Frequently you’ll hear people refer to the first initial of the items above when describing a mortgage payment. For example, "P&I" refers to just the principal and interest portion of your payment. "PITI" refers to all 4 components together. Our payment calculator can help you get an idea of what your payment might look like.

What is Mortgage Insurance?

Mortgage insurance is designed to lower the risk for a lender of making a loan to you. Mortgage insurance largely facilitates the possibility of borrowers getting a mortgage when they have less than a 20% down payment. It helps to protect the lender against losses attendant to default of a mortgage.

When you get any loan with a down payment of less 20%, you will typically pay some form of mortgage insurance. Depending on the type of loan you get, your mortgage insurance premiums will be structured in different ways and referred to by different names. Below is a quick overview.

Conventional
With conventional loans, the mortgage insurance will be provided by a private company and is therefore referred to as private mortgage insurance, or "PMI". If you are required to pay PMI on a conventional loan, the premiums are typically part of your monthly payment. You are generally required to pay those premiums until your loan balance reaches 78% of the purchase price.

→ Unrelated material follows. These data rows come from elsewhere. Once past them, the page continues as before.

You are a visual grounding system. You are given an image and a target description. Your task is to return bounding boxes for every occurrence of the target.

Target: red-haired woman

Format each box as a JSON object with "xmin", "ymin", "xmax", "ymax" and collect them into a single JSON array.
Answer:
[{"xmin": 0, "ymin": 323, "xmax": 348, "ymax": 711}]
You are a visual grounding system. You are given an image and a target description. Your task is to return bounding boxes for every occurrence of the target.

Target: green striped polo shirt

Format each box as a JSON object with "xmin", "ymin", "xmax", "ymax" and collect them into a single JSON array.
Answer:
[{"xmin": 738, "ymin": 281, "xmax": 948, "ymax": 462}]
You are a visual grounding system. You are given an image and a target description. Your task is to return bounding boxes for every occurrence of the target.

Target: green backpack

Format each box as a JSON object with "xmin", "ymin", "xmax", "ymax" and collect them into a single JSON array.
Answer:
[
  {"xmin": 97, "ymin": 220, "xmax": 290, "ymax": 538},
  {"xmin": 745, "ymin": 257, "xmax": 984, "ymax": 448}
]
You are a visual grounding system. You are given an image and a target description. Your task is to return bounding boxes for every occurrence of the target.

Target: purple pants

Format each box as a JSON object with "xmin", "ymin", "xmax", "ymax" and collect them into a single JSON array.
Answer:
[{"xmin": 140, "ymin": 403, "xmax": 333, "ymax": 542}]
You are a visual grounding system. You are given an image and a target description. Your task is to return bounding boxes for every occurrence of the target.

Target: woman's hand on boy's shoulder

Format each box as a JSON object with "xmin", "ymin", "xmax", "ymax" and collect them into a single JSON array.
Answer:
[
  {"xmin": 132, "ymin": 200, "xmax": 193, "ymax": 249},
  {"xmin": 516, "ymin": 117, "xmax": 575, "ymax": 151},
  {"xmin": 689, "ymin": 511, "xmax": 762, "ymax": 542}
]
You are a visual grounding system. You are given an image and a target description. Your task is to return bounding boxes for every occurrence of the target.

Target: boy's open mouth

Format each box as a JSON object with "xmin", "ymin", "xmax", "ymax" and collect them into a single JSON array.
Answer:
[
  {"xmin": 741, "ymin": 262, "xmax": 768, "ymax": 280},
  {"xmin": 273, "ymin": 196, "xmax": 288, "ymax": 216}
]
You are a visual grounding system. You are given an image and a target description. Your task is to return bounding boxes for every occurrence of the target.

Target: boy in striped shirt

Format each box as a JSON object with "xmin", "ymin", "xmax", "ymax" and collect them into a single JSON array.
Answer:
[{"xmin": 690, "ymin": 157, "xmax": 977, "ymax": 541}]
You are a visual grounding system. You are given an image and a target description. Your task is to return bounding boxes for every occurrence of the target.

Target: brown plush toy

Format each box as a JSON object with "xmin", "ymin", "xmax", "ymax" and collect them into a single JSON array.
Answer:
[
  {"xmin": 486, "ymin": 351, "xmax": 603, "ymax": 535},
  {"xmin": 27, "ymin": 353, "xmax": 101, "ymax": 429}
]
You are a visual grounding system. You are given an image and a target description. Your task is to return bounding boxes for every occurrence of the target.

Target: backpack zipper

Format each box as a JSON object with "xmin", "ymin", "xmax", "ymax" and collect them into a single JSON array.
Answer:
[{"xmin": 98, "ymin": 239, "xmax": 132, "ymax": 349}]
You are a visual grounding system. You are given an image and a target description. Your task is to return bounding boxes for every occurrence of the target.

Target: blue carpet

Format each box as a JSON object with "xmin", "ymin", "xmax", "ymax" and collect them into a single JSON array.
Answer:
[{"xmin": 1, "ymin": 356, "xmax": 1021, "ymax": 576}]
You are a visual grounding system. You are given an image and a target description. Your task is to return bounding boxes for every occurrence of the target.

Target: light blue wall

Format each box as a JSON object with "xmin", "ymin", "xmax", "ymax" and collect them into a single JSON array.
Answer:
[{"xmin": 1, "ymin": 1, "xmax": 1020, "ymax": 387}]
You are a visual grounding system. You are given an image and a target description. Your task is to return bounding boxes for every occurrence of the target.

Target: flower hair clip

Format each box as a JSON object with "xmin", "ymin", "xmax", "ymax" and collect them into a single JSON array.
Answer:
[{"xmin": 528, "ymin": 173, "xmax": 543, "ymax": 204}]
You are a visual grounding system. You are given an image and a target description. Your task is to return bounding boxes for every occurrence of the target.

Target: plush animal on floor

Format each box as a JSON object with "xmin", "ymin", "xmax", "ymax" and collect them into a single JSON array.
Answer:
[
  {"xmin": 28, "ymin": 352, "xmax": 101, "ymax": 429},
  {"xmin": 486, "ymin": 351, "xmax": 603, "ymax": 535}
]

Federal Housing Administration (FHA)
With an FHA loan, your mortgage insurance premiums, or "MIP", are paid directly to FHA. MIP is required on all FHA loans. There is an upfront premium ("UFMIP") which is typically included in your closing costs, and can be rolled into your mortgage. There is also a monthly premium included as part of your monthly payment. Usually, this monthly premium remains a part of your payment for the life of your loan.

Veterans’ Affairs (VA)
Instead of typical mortgage insurance, the VA guarantee acts as a risk protection mechanism on VA loans. There is no monthly cost associated with your monthly payment. Instead, there is an upfront "VA Funding Fee" due at closing, which can be rolled into your mortgage. This funding fee will vary based on factors like the purpose of your loan, whether or not you’ve had a previous VA loan, your type of military service, your disability status, and the amount of your down payment.

US Department of Agriculture ("USDA" or "Rural Housing")
The insurance premium associated with USDA loans is typically referred to as the "Guarantee Fee". You’ll pay the guarantee fee both upfront, which can be rolled into your mortgage; and as part of your monthly payment.

Is it better for me to rent or own?

There is no mathematical formula to answer this question for you.  People choose to buy a home for a variety reasons, including many that aren’t financial.  For example, some people crave the independence that comes with owning your own place.  Others want to customize their home to make it their own.  However, the most important factors in this decision are financial.  Because your situation is unique, it is impossible give you a definitive answer to this question.  However, our Rent vs. Buy calculator is one of the best out there for helping you simplify the complexities you need to consider when making this important financial decision.